Sarkar Dibakar, Bhunia Anirban
Department of Chemical Sciences, Bose Institute, Unified Academic Campus, Sector V, Salt Lake EN 80, Kolkata 700 091, India.
ACS Bio Med Chem Au. 2023 Oct 31;4(1):4-19. doi: 10.1021/acsbiomedchemau.3c00055. eCollection 2024 Feb 21.

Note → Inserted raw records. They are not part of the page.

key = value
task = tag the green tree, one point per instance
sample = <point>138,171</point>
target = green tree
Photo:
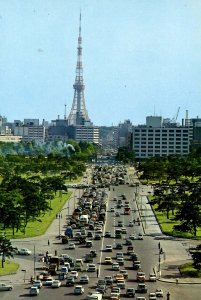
<point>6,249</point>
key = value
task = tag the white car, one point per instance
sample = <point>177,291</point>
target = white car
<point>152,296</point>
<point>74,274</point>
<point>71,246</point>
<point>115,267</point>
<point>24,251</point>
<point>78,290</point>
<point>56,283</point>
<point>34,290</point>
<point>152,277</point>
<point>108,248</point>
<point>5,287</point>
<point>37,283</point>
<point>159,293</point>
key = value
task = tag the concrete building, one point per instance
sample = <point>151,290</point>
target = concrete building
<point>149,141</point>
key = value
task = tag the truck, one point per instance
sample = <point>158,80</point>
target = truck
<point>127,210</point>
<point>84,219</point>
<point>69,232</point>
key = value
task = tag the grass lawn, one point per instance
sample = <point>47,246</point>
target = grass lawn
<point>38,228</point>
<point>188,270</point>
<point>168,224</point>
<point>9,267</point>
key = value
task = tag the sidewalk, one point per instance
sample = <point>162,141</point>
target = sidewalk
<point>175,249</point>
<point>22,276</point>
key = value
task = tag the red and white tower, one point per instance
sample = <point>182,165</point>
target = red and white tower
<point>78,114</point>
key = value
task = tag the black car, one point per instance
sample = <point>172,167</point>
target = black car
<point>130,293</point>
<point>119,246</point>
<point>70,281</point>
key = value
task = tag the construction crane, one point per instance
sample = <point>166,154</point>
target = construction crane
<point>174,120</point>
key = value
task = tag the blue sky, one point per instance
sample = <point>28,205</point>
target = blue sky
<point>140,58</point>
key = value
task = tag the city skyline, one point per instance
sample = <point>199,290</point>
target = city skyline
<point>140,58</point>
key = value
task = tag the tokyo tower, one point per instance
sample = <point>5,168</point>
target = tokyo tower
<point>78,114</point>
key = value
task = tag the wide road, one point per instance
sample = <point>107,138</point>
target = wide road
<point>147,250</point>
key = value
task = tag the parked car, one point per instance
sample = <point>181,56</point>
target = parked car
<point>152,277</point>
<point>24,251</point>
<point>152,296</point>
<point>74,274</point>
<point>56,283</point>
<point>38,283</point>
<point>159,293</point>
<point>5,287</point>
<point>78,290</point>
<point>34,290</point>
<point>70,281</point>
<point>130,293</point>
<point>84,279</point>
<point>91,268</point>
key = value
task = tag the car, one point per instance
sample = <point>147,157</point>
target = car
<point>97,236</point>
<point>152,277</point>
<point>70,281</point>
<point>108,260</point>
<point>140,236</point>
<point>101,289</point>
<point>78,290</point>
<point>118,246</point>
<point>118,277</point>
<point>91,268</point>
<point>108,234</point>
<point>115,267</point>
<point>130,292</point>
<point>56,283</point>
<point>74,274</point>
<point>119,254</point>
<point>136,265</point>
<point>108,280</point>
<point>71,246</point>
<point>48,282</point>
<point>159,293</point>
<point>120,260</point>
<point>108,248</point>
<point>121,284</point>
<point>124,273</point>
<point>116,290</point>
<point>140,276</point>
<point>64,270</point>
<point>5,287</point>
<point>128,242</point>
<point>123,230</point>
<point>141,288</point>
<point>84,279</point>
<point>152,296</point>
<point>24,251</point>
<point>34,290</point>
<point>38,283</point>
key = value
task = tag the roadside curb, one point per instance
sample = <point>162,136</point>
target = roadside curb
<point>180,282</point>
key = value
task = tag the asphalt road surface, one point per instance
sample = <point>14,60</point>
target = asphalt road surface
<point>147,250</point>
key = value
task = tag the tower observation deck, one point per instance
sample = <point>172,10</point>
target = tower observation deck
<point>78,114</point>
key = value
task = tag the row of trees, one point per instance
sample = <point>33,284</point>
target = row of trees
<point>177,188</point>
<point>29,183</point>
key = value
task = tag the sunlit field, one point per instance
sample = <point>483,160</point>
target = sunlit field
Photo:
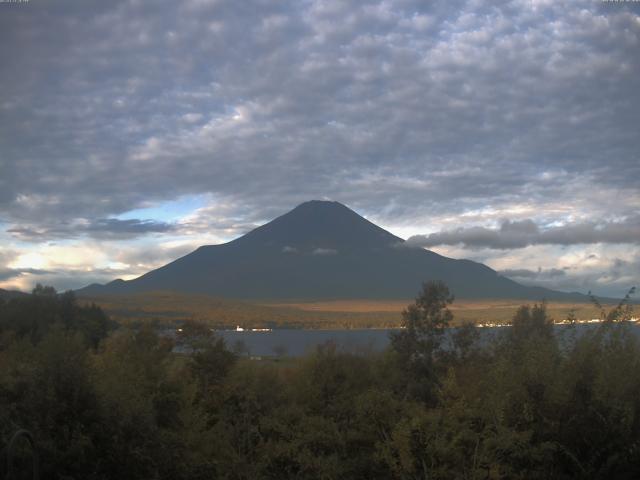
<point>169,307</point>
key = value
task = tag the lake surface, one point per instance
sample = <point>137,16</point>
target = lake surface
<point>299,342</point>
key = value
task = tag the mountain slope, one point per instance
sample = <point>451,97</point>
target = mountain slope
<point>322,250</point>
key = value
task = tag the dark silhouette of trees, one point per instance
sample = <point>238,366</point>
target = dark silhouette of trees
<point>438,403</point>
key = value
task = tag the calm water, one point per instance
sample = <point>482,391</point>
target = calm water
<point>299,342</point>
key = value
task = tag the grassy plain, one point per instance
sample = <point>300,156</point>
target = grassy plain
<point>169,307</point>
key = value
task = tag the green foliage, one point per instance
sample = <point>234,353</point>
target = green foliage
<point>523,405</point>
<point>418,345</point>
<point>34,315</point>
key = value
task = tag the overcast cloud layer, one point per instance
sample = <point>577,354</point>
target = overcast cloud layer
<point>506,131</point>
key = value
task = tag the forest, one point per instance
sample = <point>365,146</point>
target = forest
<point>103,401</point>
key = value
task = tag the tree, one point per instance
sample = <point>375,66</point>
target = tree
<point>418,344</point>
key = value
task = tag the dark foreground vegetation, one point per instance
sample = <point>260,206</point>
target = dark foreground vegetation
<point>105,403</point>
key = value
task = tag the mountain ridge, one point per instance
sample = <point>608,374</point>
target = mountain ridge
<point>322,250</point>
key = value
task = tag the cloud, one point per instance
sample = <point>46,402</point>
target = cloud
<point>426,116</point>
<point>430,107</point>
<point>102,228</point>
<point>523,273</point>
<point>324,251</point>
<point>520,234</point>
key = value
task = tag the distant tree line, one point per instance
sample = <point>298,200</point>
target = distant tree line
<point>105,404</point>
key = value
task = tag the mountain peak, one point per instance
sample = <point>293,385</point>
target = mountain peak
<point>320,224</point>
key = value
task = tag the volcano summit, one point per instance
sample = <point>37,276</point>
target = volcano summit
<point>322,250</point>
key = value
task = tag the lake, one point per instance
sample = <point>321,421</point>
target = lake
<point>291,342</point>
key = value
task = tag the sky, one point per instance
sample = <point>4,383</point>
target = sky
<point>506,132</point>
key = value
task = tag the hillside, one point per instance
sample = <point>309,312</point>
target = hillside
<point>322,250</point>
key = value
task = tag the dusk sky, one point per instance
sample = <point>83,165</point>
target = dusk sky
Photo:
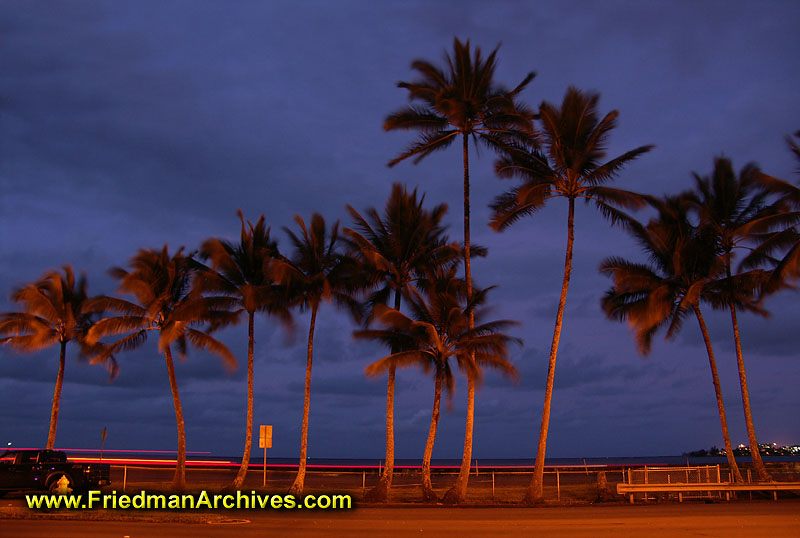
<point>126,125</point>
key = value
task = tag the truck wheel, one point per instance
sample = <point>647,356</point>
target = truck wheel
<point>60,484</point>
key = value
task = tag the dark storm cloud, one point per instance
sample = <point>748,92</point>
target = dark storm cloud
<point>125,126</point>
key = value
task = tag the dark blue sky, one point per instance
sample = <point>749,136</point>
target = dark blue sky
<point>129,125</point>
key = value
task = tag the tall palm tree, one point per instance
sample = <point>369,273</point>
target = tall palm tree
<point>683,272</point>
<point>161,285</point>
<point>395,249</point>
<point>53,313</point>
<point>729,205</point>
<point>317,271</point>
<point>244,271</point>
<point>571,167</point>
<point>461,99</point>
<point>777,233</point>
<point>437,331</point>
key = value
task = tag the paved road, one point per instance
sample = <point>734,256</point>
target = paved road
<point>750,519</point>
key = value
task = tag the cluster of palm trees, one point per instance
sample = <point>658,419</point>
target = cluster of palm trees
<point>399,275</point>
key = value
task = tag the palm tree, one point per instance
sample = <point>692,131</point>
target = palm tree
<point>395,249</point>
<point>575,139</point>
<point>244,272</point>
<point>317,271</point>
<point>684,271</point>
<point>728,205</point>
<point>777,233</point>
<point>461,99</point>
<point>161,285</point>
<point>52,313</point>
<point>439,330</point>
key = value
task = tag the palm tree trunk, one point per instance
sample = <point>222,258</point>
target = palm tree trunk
<point>299,481</point>
<point>179,482</point>
<point>248,438</point>
<point>735,474</point>
<point>380,493</point>
<point>755,454</point>
<point>428,495</point>
<point>51,436</point>
<point>458,492</point>
<point>535,493</point>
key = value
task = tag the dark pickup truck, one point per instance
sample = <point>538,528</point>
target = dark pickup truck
<point>49,470</point>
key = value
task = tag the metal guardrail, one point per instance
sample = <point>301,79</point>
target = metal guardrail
<point>660,480</point>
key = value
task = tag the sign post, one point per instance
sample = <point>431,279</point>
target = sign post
<point>265,442</point>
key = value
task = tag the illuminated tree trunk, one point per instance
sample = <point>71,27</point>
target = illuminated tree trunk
<point>179,482</point>
<point>248,442</point>
<point>535,493</point>
<point>51,436</point>
<point>299,481</point>
<point>428,495</point>
<point>735,474</point>
<point>380,493</point>
<point>458,492</point>
<point>761,471</point>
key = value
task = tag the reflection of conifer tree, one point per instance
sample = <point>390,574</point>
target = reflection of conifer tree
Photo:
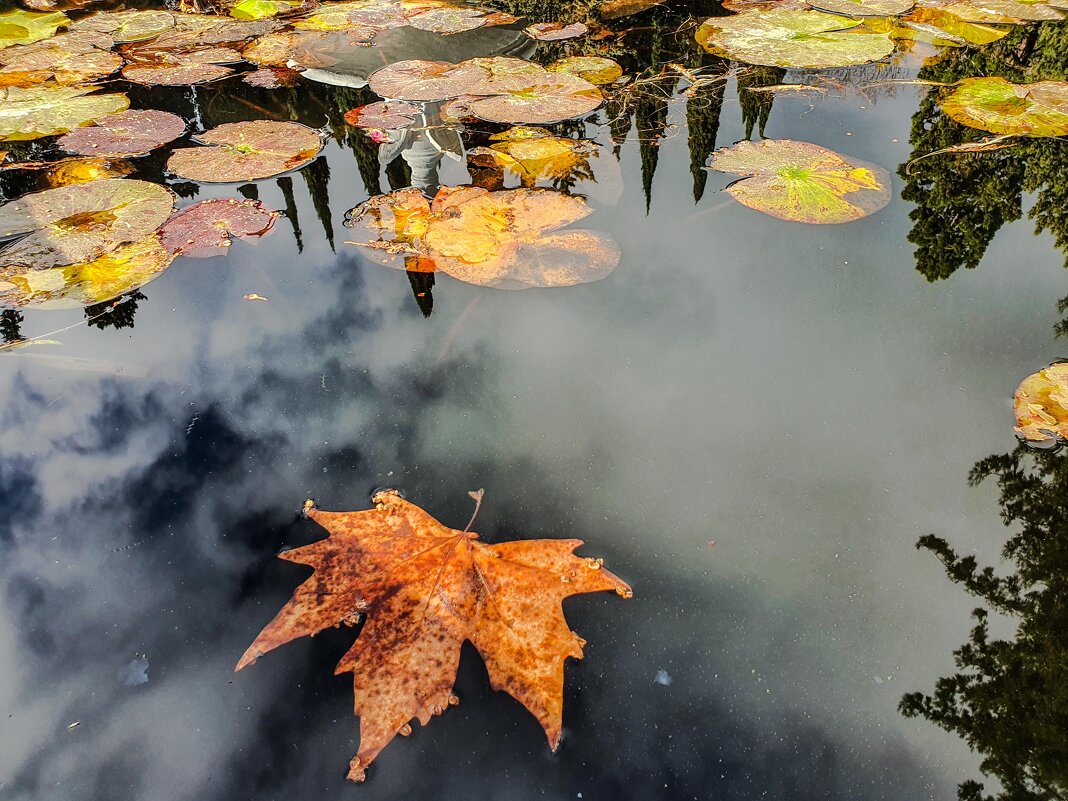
<point>1009,699</point>
<point>114,313</point>
<point>703,123</point>
<point>285,184</point>
<point>11,325</point>
<point>756,106</point>
<point>317,178</point>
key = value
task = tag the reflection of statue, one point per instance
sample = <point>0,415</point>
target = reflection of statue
<point>1009,700</point>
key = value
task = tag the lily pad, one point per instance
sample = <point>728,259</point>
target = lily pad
<point>42,111</point>
<point>207,229</point>
<point>66,59</point>
<point>247,152</point>
<point>26,27</point>
<point>109,276</point>
<point>598,71</point>
<point>1041,405</point>
<point>554,31</point>
<point>127,26</point>
<point>789,37</point>
<point>80,222</point>
<point>802,182</point>
<point>864,8</point>
<point>1000,107</point>
<point>126,134</point>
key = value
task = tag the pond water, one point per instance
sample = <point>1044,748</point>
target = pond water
<point>751,420</point>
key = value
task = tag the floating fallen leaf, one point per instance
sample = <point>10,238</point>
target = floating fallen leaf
<point>80,222</point>
<point>207,229</point>
<point>789,37</point>
<point>25,27</point>
<point>42,111</point>
<point>108,276</point>
<point>1041,405</point>
<point>616,9</point>
<point>554,31</point>
<point>598,71</point>
<point>1000,107</point>
<point>127,26</point>
<point>247,152</point>
<point>507,239</point>
<point>272,78</point>
<point>534,153</point>
<point>802,182</point>
<point>125,134</point>
<point>424,590</point>
<point>68,58</point>
<point>864,8</point>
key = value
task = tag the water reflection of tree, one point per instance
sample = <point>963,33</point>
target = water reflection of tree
<point>1009,699</point>
<point>962,201</point>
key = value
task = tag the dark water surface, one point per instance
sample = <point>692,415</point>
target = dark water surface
<point>752,421</point>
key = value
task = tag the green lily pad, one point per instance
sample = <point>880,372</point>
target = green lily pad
<point>789,37</point>
<point>127,26</point>
<point>66,59</point>
<point>239,152</point>
<point>802,182</point>
<point>109,276</point>
<point>1000,107</point>
<point>126,134</point>
<point>82,221</point>
<point>27,27</point>
<point>864,8</point>
<point>42,111</point>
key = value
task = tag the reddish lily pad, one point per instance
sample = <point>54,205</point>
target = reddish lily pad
<point>126,134</point>
<point>207,229</point>
<point>554,31</point>
<point>247,152</point>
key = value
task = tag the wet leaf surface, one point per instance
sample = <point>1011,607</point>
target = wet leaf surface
<point>246,152</point>
<point>1040,403</point>
<point>789,37</point>
<point>79,223</point>
<point>424,590</point>
<point>1001,107</point>
<point>207,229</point>
<point>126,134</point>
<point>42,111</point>
<point>802,182</point>
<point>108,276</point>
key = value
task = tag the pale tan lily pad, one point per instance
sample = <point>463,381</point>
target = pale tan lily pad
<point>1040,403</point>
<point>789,37</point>
<point>42,111</point>
<point>802,182</point>
<point>80,222</point>
<point>113,273</point>
<point>1000,107</point>
<point>247,152</point>
<point>126,134</point>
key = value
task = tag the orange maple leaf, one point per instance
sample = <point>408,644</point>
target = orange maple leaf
<point>424,589</point>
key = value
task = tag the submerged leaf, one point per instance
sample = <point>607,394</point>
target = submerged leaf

The pursuit of a novel structural motif that can shed light on the key functional attributes is a primary focus in the study of protein folding disorders. Decades of research on Alzheimer's disease (AD) have centered on the Amyloid β (Aβ) pathway, highlighting its significance in understanding the disorder. The diversity in the Aβ pathway and the possible silent tracks which are yet to discover, makes it exceedingly intimidating to the interdisciplinary scientific community. Over the course of AD research, Aβ has consistently been at the forefront of scientific inquiry and discussion. In this review, we epitomize the role of a potential structural motif (GxxxG motif) that may provide a new horizon to the Aβ conflict. We emphasize on how comprehensive understanding of this motif from a structure-function perspective may pave the way for designing novel therapeutics intervention in AD and related diseases.
寻找一种能够揭示关键功能属性的新型结构基序,是蛋白质折叠紊乱研究的主要重点。数十年来,对阿尔茨海默病(AD)的研究一直围绕淀粉样β蛋白(Aβ)途径展开,凸显了其在理解该疾病中的重要性。Aβ途径的多样性以及尚未被发现的潜在隐匿途径,令跨学科科学界望而生畏。在AD研究过程中,Aβ始终处于科学探究和讨论的前沿。在本综述中,我们概括了一种潜在结构基序(GxxxG基序)的作用,它可能为Aβ相关问题带来新的视角。我们强调,从结构-功能角度全面理解这一基序,可能为设计针对AD及相关疾病的新型治疗干预措施铺平道路。